Sachlich betroffen sein sollen Unternehmen mit mehr als 50 Beschäftigten und einem Jahresumsatz von mehr als 10 Mio. Euro. Auch alle Landes- und Regionalverwaltungen und Gemeinden mit mehr als 10.000 Einwohnern betrifft die Richtlinie.

Geschaffen werden soll ein dreigliedriges Meldesystem, bestehend aus

  • internen Meldekanälen (also innerhalb der Unternehmen),
  • Meldungen an die zuständigen Behörden – wenn interne Kanäle nicht funktionieren oder nach vernünftigem Ermessen nicht funktionieren können. Das soll der Fall sein, wenn die Nutzung interner Kanäle die Wirksamkeit von Untersuchungsmaßnahmen der zuständigen Behörden gefährden könnte,
  • und schließlich – wenn all das zuvor nicht gegriffen hat – Meldungen an die Öffentlichkeit und den Medien, und zwar dann, wenn eine unmittelbare oder offenkundige Gefährdung des öffentliches Interesses oder die Gefahr eines irrreparablen Schadens besteht

Hier wird es spannend zu verfolgen sein, wie Hinweisgeber (also die Arbeitnehmer bzw. Beschäftigten) die Restriktion des Rechtfertigungstatbestandes bei Meldungen an die zuständigen Behörden bzw. an die Öffentlichkeit interpretieren. Das bietet im Hinblick auf die in Deutschland als Nebenpflicht im Arbeitsverhältnis geltende Verschwiegenheitspflicht durchaus Sprengstoff.

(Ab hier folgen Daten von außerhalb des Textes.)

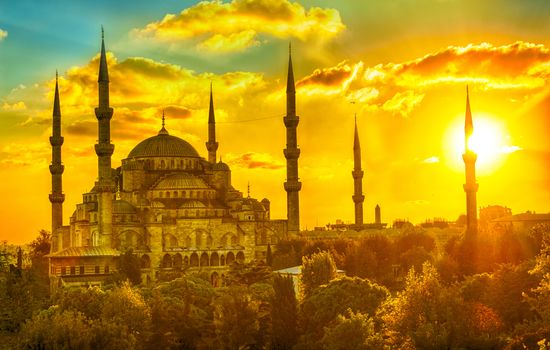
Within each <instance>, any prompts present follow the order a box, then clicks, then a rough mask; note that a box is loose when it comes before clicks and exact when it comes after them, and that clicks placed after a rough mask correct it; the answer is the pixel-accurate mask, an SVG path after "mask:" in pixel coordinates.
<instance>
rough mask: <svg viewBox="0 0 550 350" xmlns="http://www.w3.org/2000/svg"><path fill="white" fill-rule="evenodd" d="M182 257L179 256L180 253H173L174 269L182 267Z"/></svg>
mask: <svg viewBox="0 0 550 350" xmlns="http://www.w3.org/2000/svg"><path fill="white" fill-rule="evenodd" d="M182 263H183V261H182V258H181V254H180V253H177V254H176V255H174V267H175V268H176V269H181V267H182Z"/></svg>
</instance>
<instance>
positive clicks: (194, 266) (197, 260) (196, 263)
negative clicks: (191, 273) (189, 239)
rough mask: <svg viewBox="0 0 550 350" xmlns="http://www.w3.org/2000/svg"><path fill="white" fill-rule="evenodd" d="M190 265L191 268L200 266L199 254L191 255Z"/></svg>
mask: <svg viewBox="0 0 550 350" xmlns="http://www.w3.org/2000/svg"><path fill="white" fill-rule="evenodd" d="M189 265H190V266H191V267H195V266H199V256H198V255H197V253H193V254H191V258H190V259H189Z"/></svg>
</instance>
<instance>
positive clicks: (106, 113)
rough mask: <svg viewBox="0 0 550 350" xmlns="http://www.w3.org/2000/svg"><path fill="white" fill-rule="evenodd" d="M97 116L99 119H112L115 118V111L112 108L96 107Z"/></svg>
mask: <svg viewBox="0 0 550 350" xmlns="http://www.w3.org/2000/svg"><path fill="white" fill-rule="evenodd" d="M95 116H96V118H97V119H111V118H112V117H113V109H112V108H111V107H101V108H100V107H96V109H95Z"/></svg>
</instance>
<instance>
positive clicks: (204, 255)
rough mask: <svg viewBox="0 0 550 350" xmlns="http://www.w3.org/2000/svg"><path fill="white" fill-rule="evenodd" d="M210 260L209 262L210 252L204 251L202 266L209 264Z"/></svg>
mask: <svg viewBox="0 0 550 350" xmlns="http://www.w3.org/2000/svg"><path fill="white" fill-rule="evenodd" d="M208 262H209V259H208V254H206V253H202V254H201V266H208V265H209V264H208Z"/></svg>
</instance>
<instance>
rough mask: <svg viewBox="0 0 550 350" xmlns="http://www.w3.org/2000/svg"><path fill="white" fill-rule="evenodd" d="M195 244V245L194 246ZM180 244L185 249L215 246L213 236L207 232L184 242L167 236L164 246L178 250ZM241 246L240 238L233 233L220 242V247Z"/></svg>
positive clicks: (186, 240) (164, 242) (166, 234)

Die Behörden und Unternehmen müssen innerhalb von drei Monaten rückmelden, wie sie reagiert haben und was sie weiter verfolgen.

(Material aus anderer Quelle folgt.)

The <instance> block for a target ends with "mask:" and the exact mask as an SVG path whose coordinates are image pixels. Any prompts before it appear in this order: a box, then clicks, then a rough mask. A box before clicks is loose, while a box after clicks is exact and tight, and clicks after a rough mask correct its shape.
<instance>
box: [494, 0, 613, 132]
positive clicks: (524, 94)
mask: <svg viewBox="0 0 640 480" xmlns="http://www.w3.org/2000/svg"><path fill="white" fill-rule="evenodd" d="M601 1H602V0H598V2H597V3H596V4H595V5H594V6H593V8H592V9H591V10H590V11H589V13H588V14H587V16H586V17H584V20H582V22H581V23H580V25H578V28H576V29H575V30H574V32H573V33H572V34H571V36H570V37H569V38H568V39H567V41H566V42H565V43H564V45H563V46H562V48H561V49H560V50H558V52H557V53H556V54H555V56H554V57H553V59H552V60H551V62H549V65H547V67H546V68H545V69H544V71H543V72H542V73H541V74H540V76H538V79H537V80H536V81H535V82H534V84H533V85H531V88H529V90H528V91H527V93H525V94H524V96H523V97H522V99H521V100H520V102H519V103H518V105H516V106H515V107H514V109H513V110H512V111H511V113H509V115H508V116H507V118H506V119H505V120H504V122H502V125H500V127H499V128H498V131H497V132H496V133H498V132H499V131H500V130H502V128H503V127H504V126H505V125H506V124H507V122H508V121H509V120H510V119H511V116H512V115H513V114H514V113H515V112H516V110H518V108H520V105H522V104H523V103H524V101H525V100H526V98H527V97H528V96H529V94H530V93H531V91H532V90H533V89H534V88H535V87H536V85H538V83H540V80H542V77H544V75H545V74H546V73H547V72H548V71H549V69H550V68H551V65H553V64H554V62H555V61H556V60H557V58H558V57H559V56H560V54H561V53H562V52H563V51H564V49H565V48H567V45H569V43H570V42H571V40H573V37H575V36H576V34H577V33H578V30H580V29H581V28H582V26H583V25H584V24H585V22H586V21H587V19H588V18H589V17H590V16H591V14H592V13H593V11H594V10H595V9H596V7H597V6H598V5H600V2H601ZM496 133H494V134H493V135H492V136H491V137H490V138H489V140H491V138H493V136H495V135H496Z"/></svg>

Arbeitsrechtlich besonders relevant sind  schließlich die vom Richtlinienentwurf so bezeichneten sog. „Vergeltungsmaßnahmen“ und die Pflicht zu einem wirksamen Schutz der Hinweisgeber. Ein Hinweisgeber soll Zugang zur kostenlosen Beratung und angemessenen Abhilfemaßnahmen erhalten.

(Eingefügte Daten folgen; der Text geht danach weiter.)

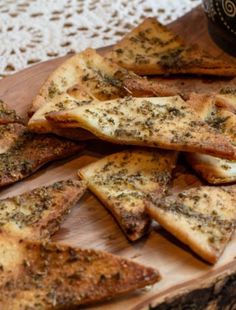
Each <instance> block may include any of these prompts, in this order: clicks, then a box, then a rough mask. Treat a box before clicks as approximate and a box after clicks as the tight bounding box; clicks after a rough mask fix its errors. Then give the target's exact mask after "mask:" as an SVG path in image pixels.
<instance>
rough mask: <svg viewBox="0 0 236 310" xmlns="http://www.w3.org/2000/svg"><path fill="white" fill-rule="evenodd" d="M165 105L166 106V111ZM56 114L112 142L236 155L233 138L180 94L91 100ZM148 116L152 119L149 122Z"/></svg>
mask: <svg viewBox="0 0 236 310" xmlns="http://www.w3.org/2000/svg"><path fill="white" fill-rule="evenodd" d="M162 107H165V108H164V109H166V110H165V112H163V111H162ZM169 111H171V112H169ZM172 111H173V113H172ZM162 113H164V114H162ZM153 115H156V116H155V117H153ZM163 115H164V116H163ZM163 117H164V118H163ZM53 118H54V120H58V121H60V122H64V123H67V122H69V123H70V124H76V122H77V127H79V128H83V129H85V130H88V131H90V132H91V133H92V134H94V135H95V136H97V137H98V138H100V139H102V140H106V141H108V142H112V143H118V144H131V145H132V144H133V145H140V146H151V147H158V148H164V149H171V150H177V151H187V152H201V153H206V154H210V155H213V156H218V157H222V158H227V159H235V158H236V152H235V148H234V147H233V145H232V144H231V143H230V141H228V139H227V138H226V137H224V136H223V135H222V134H220V133H219V132H218V131H216V130H215V129H213V128H210V126H208V125H207V123H205V122H204V121H201V119H200V118H199V115H197V113H194V110H193V108H191V106H190V105H189V104H188V103H185V102H184V101H183V100H182V99H181V98H180V97H178V96H176V97H166V98H164V97H163V98H156V97H154V98H124V99H119V100H110V101H106V102H100V103H98V104H96V103H91V104H89V105H86V107H79V108H77V109H76V110H71V111H65V112H55V113H54V114H53ZM147 120H150V122H149V123H147V125H146V121H147ZM150 131H151V133H150Z"/></svg>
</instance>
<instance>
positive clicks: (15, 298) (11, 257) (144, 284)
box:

Dabei wird auch ein besonderer Kündigungsschutz, nämlich ein Schutz vor Schikane geschaffen werden. Hierbei soll dann eine Beweislastumkehr stattfinden, die missbrauchsanfällig ist: Ist irgendein Hinweis gegeben worden, muss das Unternehmen nachweisen, dass keine sog. „Vergeltungsmaßnahme“ (gemeint ist wohl also ungerechtfertigte Sanktion) gegen den Hinweisgeber vorliegt. Für den geschickten Anwalt eine Möglichkeit, Kündigungen gegen Arbeitnehmer-Mandanten zu erschweren. Ich denke, die Verfolgung des Europäischen Regelungsvorhabens lohnt sich.

RA FAArbR Dr. Detlef Grimm ist Partner bei Loschelder Rechtsanwälte, Köln. Er gehört zum festen Autorenteam des Arbeits-Rechtsberaters und ist Mitautor des Arbeitsrecht Handbuchs (Hrsg. Tschöpe) sowie des Handbuchs Arbeitsrecht im öffentlichen Dienst (Hrsg. Groeger).